It’s been a wild past several days for Zulily. As we’ve reported, the online retailer is shutting down three offices, including its Seattle headquarters, and laying off more than 800 people. The company, owned by private equity firm Regent, announced a “going-out-of-business” sale this past weekend.
The collapse has shocked and saddened longtime employees, many of whom describe their time at Zulily as formative periods in their careers. It’s a stunning turn of events for a business that was once a cornerstone of Seattle’s tech industry, valued at more than $7 billion.
Over the weekend, we caught up with Mark Vadon, the veteran tech entrepreneur and executive who helped launch Zulily in 2009 with Darrell Cavens, his former colleague at jewelry retailer Blue Nile.
Vadon left his day-to-day work at Zulily following its $2.4 billion sale in 2014 to QVC parent Qurate (then known as Liberty Interactive). He sat on Qurate’s board until June 2022. Regent acquired Zulily in May of this year.
Vadon, a former chairman at Chewy, declined to comment on Zulily’s current state or theorize about what may have led to its recent downfall. But he expressed disappointment.
“More than anything, I just feel bad for the people who worked so hard to build something that I think was truly special,” Vadon said.
Asked if he would consider buying back the Zulily brand, Vadon said he’s “happily retired.”
“I’ve got four daughters and I’ve kind of moved into a different life stage,” said Vadon, who is on the board of Rad Power Bikes and AG1. “Building businesses is not my future.”
Here are some other takeaways from our conversation.
How it all started
Vadon recalled meeting Cavens for a beer at a Seattle pub in 2009. The tech vets wanted to build something together again after their experience at Blue Nile. Both brought pieces of paper with lists of 10 people they wanted to work with.
“We compared lists,” Vadon said. “The people that overlapped, we circled them, and we went out and got them.”
Most of that initial group had already worked together. “That let us proceed very fast,” Vadon said.
The company’s timing — just after the 2008 recession — also made recruiting a little easier.
And as co-founders, Vadon and Cavens complemented each other well.
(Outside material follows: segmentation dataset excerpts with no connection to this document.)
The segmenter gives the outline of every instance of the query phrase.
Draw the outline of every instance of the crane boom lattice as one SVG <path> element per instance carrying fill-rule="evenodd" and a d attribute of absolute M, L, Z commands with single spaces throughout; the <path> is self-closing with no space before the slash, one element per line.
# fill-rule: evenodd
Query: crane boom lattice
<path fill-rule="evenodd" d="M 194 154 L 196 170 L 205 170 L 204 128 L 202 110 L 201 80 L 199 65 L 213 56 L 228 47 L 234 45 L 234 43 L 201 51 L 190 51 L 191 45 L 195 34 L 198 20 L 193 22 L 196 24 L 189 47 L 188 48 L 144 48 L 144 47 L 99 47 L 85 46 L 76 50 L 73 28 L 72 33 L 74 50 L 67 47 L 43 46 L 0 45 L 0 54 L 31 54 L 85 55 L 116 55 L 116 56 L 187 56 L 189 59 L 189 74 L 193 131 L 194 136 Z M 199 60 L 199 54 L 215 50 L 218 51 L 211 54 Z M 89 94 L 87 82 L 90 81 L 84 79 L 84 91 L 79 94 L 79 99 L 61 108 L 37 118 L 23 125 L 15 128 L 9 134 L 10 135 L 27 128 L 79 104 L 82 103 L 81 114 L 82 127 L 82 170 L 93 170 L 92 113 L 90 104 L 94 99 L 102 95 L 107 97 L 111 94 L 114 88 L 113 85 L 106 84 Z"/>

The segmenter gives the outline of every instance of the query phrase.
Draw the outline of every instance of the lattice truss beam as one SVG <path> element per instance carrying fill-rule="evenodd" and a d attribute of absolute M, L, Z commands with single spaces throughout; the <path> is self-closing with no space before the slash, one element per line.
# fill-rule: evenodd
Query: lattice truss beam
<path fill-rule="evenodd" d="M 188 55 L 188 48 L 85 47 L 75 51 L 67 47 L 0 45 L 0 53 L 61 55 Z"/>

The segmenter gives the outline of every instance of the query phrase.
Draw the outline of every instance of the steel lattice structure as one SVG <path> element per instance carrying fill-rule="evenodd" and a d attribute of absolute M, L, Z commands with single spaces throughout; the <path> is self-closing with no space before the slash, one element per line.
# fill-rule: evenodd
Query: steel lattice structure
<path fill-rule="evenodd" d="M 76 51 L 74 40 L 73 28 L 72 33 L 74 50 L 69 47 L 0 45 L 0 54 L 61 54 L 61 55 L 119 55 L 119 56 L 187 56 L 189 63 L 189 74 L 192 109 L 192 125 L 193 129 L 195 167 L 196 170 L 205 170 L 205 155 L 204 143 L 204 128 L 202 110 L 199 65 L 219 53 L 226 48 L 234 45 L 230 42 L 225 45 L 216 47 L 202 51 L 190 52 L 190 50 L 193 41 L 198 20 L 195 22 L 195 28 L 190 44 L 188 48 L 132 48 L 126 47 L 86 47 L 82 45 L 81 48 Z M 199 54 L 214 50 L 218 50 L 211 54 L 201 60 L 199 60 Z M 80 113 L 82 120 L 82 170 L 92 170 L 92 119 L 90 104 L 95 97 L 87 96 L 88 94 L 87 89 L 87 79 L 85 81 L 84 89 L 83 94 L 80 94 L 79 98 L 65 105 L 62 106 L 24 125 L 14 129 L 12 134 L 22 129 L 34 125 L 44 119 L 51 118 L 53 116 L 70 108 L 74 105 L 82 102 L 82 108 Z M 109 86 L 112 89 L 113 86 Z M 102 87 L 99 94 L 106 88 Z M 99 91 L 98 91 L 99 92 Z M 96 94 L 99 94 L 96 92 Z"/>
“Darrell was tech and ops, and I was finance and strategy, and good at fundraising,” Vadon said. “And there was no ego. We worked seamlessly together.”
We got in touch with Cavens, but he didn’t want to comment, beyond saying that it’s “certainly a sad day” for Zulily in light of the events of the past week.
Zulily’s secret sauce
There were a number of factors that led to Zulily’s success in a highly competitive retail environment, Vadon said.
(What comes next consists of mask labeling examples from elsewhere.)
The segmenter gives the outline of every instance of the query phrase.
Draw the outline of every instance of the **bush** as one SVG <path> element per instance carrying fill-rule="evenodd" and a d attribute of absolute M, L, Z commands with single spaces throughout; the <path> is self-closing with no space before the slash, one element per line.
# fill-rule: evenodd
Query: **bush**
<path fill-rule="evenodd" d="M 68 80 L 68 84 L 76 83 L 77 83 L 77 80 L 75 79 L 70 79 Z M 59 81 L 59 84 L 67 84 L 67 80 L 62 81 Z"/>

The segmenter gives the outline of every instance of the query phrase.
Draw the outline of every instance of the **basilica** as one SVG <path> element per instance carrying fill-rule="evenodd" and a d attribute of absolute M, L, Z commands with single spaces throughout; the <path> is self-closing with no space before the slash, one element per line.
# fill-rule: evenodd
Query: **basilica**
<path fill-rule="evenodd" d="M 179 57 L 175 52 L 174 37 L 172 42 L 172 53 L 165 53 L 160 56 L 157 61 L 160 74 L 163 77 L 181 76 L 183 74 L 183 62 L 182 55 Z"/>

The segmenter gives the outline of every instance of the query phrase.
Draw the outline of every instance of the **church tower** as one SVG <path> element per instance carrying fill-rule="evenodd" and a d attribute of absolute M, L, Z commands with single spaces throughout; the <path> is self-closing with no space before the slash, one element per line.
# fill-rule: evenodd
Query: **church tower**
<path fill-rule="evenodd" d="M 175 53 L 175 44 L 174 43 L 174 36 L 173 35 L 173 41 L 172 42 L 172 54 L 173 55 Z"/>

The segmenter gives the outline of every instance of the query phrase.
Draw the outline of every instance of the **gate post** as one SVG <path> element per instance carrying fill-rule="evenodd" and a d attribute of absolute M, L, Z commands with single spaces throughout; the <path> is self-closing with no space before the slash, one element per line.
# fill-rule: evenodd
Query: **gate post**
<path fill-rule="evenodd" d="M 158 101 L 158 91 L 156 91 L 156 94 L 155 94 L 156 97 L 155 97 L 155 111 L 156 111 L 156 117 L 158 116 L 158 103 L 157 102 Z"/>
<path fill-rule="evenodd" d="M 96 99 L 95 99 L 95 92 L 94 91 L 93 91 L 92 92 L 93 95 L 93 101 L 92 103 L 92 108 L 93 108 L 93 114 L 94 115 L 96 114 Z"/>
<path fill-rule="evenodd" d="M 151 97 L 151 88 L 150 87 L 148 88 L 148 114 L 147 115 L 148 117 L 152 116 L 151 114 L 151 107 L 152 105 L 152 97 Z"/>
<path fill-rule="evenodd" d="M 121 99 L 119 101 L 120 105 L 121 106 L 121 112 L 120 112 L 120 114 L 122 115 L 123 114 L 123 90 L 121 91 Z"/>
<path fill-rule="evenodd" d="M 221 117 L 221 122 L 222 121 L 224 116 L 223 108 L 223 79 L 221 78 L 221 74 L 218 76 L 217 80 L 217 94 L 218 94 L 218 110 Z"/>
- Target market: Zulily initially focused on selling clothes, toys and accessories for babies, kids, and moms. “Young moms, they’re learning new things, they’re trying to do a good job, they’re highly social, and they’re trying to help each other out,” he said. “We tapped into a good market.”
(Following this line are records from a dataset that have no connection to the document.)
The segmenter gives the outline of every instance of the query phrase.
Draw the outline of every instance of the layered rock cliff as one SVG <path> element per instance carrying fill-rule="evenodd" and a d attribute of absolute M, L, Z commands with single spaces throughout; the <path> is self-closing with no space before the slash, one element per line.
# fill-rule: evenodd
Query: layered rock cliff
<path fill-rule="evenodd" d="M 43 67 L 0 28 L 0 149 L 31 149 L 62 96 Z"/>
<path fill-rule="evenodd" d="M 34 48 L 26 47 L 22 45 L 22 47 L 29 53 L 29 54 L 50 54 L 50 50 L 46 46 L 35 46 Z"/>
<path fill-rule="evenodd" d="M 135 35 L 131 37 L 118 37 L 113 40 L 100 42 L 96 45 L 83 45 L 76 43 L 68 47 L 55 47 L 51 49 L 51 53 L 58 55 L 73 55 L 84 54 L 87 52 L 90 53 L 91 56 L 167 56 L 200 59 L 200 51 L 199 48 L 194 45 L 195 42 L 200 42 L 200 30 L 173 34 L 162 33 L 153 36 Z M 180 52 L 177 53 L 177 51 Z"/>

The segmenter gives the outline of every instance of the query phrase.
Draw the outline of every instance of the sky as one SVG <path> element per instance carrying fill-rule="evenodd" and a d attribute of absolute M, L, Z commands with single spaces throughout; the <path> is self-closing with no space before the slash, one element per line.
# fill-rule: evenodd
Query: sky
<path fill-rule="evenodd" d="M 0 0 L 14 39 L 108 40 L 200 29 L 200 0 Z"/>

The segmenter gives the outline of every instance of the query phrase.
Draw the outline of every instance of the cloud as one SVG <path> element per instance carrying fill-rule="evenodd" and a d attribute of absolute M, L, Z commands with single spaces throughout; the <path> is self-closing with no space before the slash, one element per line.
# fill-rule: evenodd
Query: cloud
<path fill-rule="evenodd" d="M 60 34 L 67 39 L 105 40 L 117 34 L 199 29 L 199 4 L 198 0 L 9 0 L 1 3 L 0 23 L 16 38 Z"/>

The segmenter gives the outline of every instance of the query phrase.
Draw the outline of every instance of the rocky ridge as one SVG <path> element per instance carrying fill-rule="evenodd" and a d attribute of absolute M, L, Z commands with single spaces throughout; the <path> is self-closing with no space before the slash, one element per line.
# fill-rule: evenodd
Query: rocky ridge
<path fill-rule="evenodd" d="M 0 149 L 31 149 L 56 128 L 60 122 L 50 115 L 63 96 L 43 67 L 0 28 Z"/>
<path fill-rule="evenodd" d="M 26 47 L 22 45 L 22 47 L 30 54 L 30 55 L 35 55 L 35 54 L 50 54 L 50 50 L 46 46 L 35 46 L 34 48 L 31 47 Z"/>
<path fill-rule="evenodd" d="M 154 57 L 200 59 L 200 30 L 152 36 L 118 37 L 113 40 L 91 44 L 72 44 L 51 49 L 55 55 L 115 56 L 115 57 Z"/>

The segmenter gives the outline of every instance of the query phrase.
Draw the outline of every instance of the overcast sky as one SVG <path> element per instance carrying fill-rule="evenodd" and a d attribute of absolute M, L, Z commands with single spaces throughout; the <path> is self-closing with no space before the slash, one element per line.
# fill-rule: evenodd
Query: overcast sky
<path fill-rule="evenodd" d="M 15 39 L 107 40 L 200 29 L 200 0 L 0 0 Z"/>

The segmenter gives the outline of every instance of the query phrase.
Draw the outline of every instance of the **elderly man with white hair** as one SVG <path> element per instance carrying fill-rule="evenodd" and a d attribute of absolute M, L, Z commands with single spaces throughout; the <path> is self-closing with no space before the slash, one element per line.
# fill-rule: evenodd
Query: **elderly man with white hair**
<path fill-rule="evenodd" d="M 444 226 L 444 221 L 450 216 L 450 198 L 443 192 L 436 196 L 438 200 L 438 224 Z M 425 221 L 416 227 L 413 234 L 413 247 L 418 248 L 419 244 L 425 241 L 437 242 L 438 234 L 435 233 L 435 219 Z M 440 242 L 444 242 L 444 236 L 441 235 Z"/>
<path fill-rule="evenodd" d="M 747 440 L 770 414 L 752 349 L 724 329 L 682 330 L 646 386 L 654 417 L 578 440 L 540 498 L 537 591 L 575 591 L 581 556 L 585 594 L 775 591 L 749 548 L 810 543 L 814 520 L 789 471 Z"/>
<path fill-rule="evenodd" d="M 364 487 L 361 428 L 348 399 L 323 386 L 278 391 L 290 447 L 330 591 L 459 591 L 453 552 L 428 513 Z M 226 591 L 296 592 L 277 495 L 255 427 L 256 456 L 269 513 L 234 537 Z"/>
- Differentiation: Zulily didn’t want to contend with Amazon and other online retailers on shipping speed or selection. Instead it offered a limited number of daily deals and flash sales. Customers loved that shopping experience, and came back every day to ascertain new products. “They were getting entertainment out of the act of shopping itself,” Vadon said. “Not many companies were doing that.”
- Business model: The company used an unusual fulfillment strategy by selling merchandise on its site before ordering products from vendors. This gave Zulily more control over its supply chain and fulfillment. The company also found a way to allow smaller vendors to surface their products for a large audience, giving Zulily another edge compared to the Amazons and Nordstroms of the world.
“Zulily Mafia”
There was something about Zulily’s culture and business that created a breeding ground for future entrepreneurs.
“It was admire grad school for entrepreneurship,” said Vadon.
The company’s revenue skyrocketed from $18 million in 2010 to $143 million in 2011 and then to $331 million in 2012 — just three years after it launched.
At the time, Zulily was large enough to expose employees to the inherent challenges of running a big enterprise — but it was still small enough to give them an expansive view across the business, Vadon said.
“It was this place where you taught people to make decisions with data and proceed really fast, but then be willing to call out mistakes and change direction,” he added.
Many former Zulily employees went on to launch their own startups or take leadership roles at early stage companies in the Seattle area, including:
Zulily’s alumni, Vadon said, will “be impacting Seattle for a very long time.”